L’article 1243-10 du même code précise que l’indemnité de fin de contrat destinée à compenser la précarité prévue par l’article L 1243-8 n’est pas due lorsque le contrat est conclu au titre de l’article L 1243-3, sauf dispositions conventionnelles plus favorables.
Monsieur X soutient qu’en l’absence d’engagement contractuel de la société SILSEF à lui dispenser une formation complémentaire et en l’absence de complément effectif de formation professionnelle, l’indemnité de précarité est due.
Toutefois, il reconnaît lui-même que la société SILSEF a pris en charge deux formations dispensées à LODZ et TOULOUSE et lui a remboursé les frais pour se rendre à PARIS au laboratoire PIMM afin de suivre d’autres formations.
Dans ces conditions, il ne peut être soutenu que la société aurait manqué à son obligation d’assurer un complément de formation quand bien même cette obligation ne figure pas expressément dans le contrat.
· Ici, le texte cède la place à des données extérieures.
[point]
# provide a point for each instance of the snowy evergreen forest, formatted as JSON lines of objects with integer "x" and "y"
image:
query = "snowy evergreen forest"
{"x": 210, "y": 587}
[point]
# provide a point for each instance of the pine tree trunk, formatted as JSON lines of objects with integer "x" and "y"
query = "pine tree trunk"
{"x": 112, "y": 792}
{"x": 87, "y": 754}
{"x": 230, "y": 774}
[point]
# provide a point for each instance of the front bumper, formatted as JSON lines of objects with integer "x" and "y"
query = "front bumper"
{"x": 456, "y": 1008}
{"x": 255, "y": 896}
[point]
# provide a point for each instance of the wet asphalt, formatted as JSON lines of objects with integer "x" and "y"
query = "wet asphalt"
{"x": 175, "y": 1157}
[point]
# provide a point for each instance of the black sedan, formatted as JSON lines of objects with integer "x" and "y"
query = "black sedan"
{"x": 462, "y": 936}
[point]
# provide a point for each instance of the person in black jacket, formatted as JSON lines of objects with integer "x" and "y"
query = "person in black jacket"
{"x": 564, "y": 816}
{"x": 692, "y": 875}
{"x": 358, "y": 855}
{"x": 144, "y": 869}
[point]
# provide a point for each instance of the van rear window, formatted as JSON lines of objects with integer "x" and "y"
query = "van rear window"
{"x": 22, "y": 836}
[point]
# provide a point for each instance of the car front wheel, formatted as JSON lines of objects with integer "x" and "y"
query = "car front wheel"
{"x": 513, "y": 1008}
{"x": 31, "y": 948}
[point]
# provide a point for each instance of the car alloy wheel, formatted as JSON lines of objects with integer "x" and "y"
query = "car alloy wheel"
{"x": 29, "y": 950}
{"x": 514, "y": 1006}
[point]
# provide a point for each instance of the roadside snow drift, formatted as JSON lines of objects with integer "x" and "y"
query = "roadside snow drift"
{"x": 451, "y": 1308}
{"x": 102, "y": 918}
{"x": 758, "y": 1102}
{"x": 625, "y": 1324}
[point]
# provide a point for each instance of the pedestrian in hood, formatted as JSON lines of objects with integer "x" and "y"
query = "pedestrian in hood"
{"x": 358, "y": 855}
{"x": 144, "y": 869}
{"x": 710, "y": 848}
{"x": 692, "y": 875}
Enfin, les contrats CIFRE relèvent de la catégorie des «'bénéficiaires d’une aide financière individuelle à la formation par la recherche'» conformément aux dispositions de l’article D 1242-3 du code du travail, ce même si la subvention n’est pas versée directement au doctorant.
En conséquence, le jugement sera confirmé en ce qu’il a débouté Monsieur X de sa demande au titre de la prime de précarité.
Sur l’article 700 du code de procédure civile :
Aucune considération d’équité ne conduit à faire application des dispositions de l’article 700 du code de procédure civile.
PAR CES MOTIFS
La Cour, statuant publiquement, par arrêt contradictoire mis à disposition au Greffe après en avoir délibéré conformément à la loi,
CONFIRME le jugement déféré sauf en ce qu’il a dit que la demande de requalification du contrat à durée déterminée en contrat à durée indéterminée est irrecevable en raison de la prescription. Statuant à nouveau sur ce point,
REJETTE le moyen tiré de la prescription.
DÉBOUTE Monsieur Y X de sa demande de requalification du contrat à durée déterminée en contrat à durée indéterminée.
DÉBOUTE les parties de leurs demandes sur le fondement de l’article 700 du code de procédure civile.
CONDAMNE Monsieur Y X aux dépens.
Prononcé publiquement par mise à disposition de l’arrêt au Greffe de la Cour, les parties ayant été préalablement avisées dans les conditions prévues au deuxième alinéa de l’article 450 du Code de Procédure Civile.
Signé par Madame Dominique DUBOIS, Présidente, et par Madame Karine GAUTHÉ, Greffière placée déléguée à la Cour d’Appel de Grenoble, à qui la minute de la décision a été remise par le magistrat signataire.